Careful reading of items, alongside definitions, protects against this problem. If items for different constructs feel interchangeable, the concept map should be revised and the item pool adjusted before heavy modeling work begins.

Overreacting To Slight Threshold Violations

A final trap appears when a construct pair slightly misses a threshold, such as an HTMT value of 0.86. Some readers treat any value above 0.85 as automatic failure, yet thresholds arise from convention, not hard natural limits.

In such cases, you should weigh the size of the violation, sampling error, and theory. If constructs are almost identical in meaning and HTMT sits near 0.90, a change in the measurement model may be wise. If constructs differ clearly in content and HTMT only slightly exceeds a rule of thumb, a transparent justification can be reasonable.

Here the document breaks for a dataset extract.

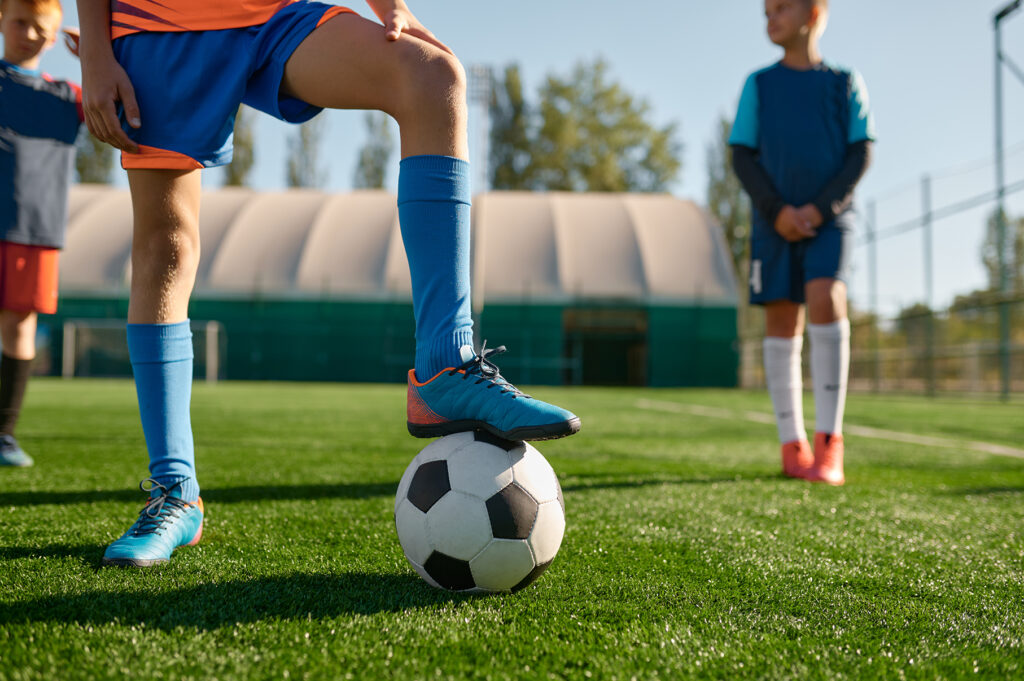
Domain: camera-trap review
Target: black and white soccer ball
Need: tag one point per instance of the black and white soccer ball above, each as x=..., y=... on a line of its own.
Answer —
x=478, y=513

Quick Checklist For Discriminant Validity

The following checklist condenses the main ideas so you can apply them in your next measurement project or thesis.

Before Data Collection

  • Write clear definitions that separate each construct from related constructs.
  • Design items so that each item fits only one construct and avoids overlap.
  • Ask content experts to review items for redundancy across scales.

During Analysis

  • Inspect the correlation matrix for very high correlations between constructs.
  • Compute AVE and apply the Fornell–Larcker criterion.
  • Compute HTMT values and compare them with recommended thresholds.
  • Review cross loadings to check that items load highest on their intended constructs.

When Reporting Results

  • Describe at least one numerical check and one item based check.
  • Connect discriminant validity evidence back to your construct definitions.
  • Present a brief example of discriminant validity, such as the relation between job satisfaction and job stress, to make the idea tangible for readers.

Handled with care, an example of discriminant validity does more than tick a methodological box. It reassures readers that each construct in a model carries its own meaning, so any conclusions drawn from that model rest on clear and distinct building blocks.